What if I told you statistically speaking, the world is becoming a better place? Would you believe me? According to “How the World Got Better in 2018, in 15 Charts” by Elijah Wolfson, several indicators prove that argument. Below are my highlights.
· 10% of the world’s energy comes from renewables
· 50 species were delisted from the endangered species list
· Global poverty is falling
· 87% of the world has access to electricity
· 90% of adults over the age of 15 can read
· Global infant and maternal mortality continues to drop
· Teenage birth rates continue to fall
· The gender gap in primary and secondary schools is nearly closed
· 24% of democratically elected seats of power are held by women
· 30 countries now recognize same-sex marriage and protect it under law
All of this data exists on top of the fact that some researchers argue we are living in the least violent time in human history. So, why do things seem so bad? Why does it seem like everywhere we look the world is barely holding itself together? The answers to these questions are multi-faceted, but I have my own opinion. This opinion is the basis for my 2019 letter on the State of Society.

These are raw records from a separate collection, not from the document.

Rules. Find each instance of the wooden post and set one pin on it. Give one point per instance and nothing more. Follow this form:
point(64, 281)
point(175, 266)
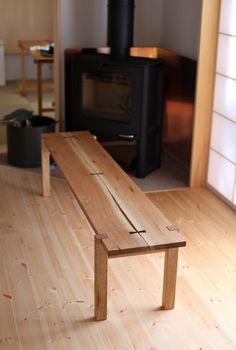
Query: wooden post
point(100, 285)
point(170, 275)
point(45, 164)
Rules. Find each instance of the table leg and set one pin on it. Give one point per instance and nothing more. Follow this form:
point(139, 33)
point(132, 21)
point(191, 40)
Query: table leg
point(45, 163)
point(170, 275)
point(100, 289)
point(23, 72)
point(39, 87)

The media isn’t built to share good news. We aren’t conditioned to respond to it either. Study after study proves we respond to bad news and tend to ignore the positive. This means news outlets of all kinds feed us the diet we like best. Bad news is everywhere because it feeds our appetite and we aren’t getting full anytime soon.

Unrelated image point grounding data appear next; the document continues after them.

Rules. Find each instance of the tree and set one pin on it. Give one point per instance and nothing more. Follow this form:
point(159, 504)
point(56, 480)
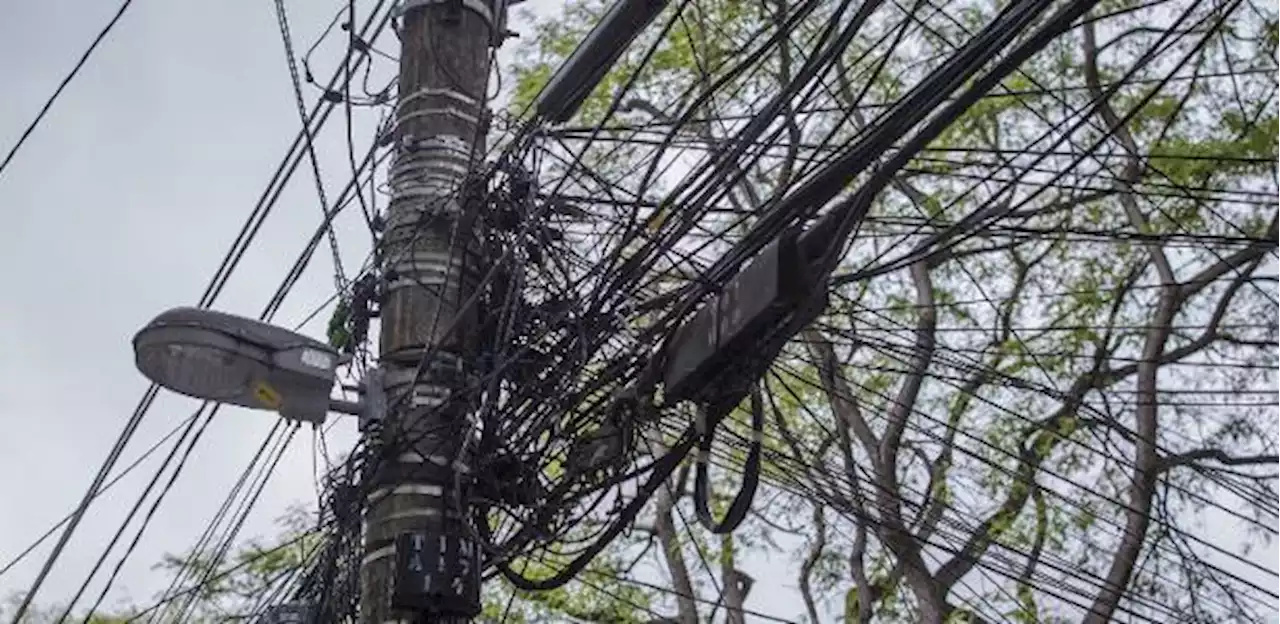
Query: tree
point(1027, 423)
point(1018, 421)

On top of our media diet, we are losing faith in institutions of power. From the halls of democracy to the sanctuaries of our local houses of worship, more and more people are openly questioning those expected to lead. This shift can lead to the rise of tribalism which will sew deeper divisions, or it can mean the birth of new institutions. If we choose the latter, it is my hope we can create institutions that are more nimble, agile, and responsive to the needs of a changing landscape and population. This is a good thing. Who among us, both liberal and conservative, haven’t wished for the death of slow-moving bureaucracy?

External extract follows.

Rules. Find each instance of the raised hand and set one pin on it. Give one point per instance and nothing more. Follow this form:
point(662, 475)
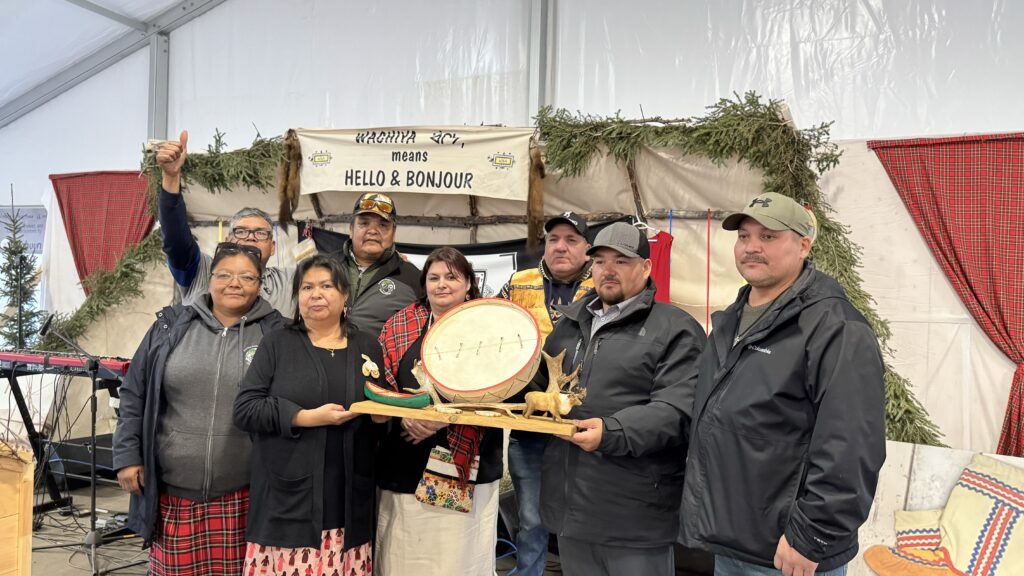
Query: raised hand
point(170, 157)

The internet was built to reveal utopia. Instead, it has become an extension of the worst parts of humanity. We all know this to be true. Read the comment section of any website and watch how quickly things get out of control. Yet, it doesn’t have to be this way. We can build a better internet. We can build a more civil internet. All that is required is community standards and people who won’t tolerate the bullying and belittling that has become commonplace. Of course, we can’t do this alone. Those who have created this world will have to help us build it anew.
We are arguing about the fringes of progress. I want the world to run solely on renewable energy, but this shift requires massive amounts of the economy to change. This means new infrastructure and re/training of a workforce to support it. I want babies to be born healthy, mothers safe, and a lower teenage birthrate. This means a societal shift in some spots and a better debate around family planning in others. This takes time as does most of the things we find ourselves debating.
Societal progress like all other forms of progress takes time. At times, it can feel like we are rolling a boulder down a rocky hill. It can be arduous and slow, but if it ever catches speed, it can be nearly impossible to stop. I take pride in the numbers listed above, but I also know it doesn’t take much for us to take a couple of steps backward. I also know there are numbers that leave me scared like the statistics on our changing climate. Still, I am hopeful. Change is good. Change across the media, institutions, internet, and our policy debates would be even better.